Jiaqi Leng (冷家祺)

prof_pic.jpg

I am a final-year undergraduate student in Computer Science and Technology at Fudan University.

I am currently working with Prof. Yucheng Lu at NYU Shanghai on efficient language modeling, with a focus on byte-level architectures and efficient language modeling.

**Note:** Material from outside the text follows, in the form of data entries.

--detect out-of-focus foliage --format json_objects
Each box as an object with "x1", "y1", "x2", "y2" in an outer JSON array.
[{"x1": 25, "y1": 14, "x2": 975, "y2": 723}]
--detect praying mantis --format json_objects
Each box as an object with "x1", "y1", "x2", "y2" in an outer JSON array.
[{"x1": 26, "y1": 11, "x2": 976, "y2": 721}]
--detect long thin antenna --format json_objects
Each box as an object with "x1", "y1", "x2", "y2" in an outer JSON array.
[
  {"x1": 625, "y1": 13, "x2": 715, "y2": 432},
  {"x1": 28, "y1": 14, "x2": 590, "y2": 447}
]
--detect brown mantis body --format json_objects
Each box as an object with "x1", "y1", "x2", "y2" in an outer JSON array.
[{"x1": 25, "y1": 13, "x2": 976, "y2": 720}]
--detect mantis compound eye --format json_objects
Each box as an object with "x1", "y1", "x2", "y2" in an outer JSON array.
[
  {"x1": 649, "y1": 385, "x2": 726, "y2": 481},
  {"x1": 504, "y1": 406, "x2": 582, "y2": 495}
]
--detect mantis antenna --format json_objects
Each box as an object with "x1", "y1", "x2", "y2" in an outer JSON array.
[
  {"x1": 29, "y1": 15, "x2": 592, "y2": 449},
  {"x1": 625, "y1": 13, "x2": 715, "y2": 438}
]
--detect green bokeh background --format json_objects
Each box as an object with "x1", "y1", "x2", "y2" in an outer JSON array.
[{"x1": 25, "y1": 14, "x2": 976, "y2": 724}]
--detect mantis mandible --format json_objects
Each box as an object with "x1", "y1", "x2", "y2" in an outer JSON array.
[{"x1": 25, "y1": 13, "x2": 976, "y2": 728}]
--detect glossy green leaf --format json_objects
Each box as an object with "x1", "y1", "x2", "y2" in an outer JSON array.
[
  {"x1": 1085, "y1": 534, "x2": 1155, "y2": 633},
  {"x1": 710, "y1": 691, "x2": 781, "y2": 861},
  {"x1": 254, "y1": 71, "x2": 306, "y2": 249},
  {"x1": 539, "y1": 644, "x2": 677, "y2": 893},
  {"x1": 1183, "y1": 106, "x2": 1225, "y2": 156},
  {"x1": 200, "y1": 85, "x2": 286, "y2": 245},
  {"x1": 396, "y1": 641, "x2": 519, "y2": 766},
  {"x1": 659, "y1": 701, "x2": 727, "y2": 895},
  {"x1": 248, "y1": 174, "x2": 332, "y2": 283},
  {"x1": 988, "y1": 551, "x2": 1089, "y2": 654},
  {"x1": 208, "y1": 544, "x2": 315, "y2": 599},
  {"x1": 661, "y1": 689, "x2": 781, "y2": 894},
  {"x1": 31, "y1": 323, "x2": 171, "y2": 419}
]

Previously, I worked as a research intern at Ant Group on sparse attention mechanisms for large language models.

My research interests mainly lie in:

  • Efficient deep learning and model architectures
  • Long-context modeling and length extrapolation
  • Sparse attention mechanisms

During Fall 2024, I was an exchange student at The University of Texas at Austin.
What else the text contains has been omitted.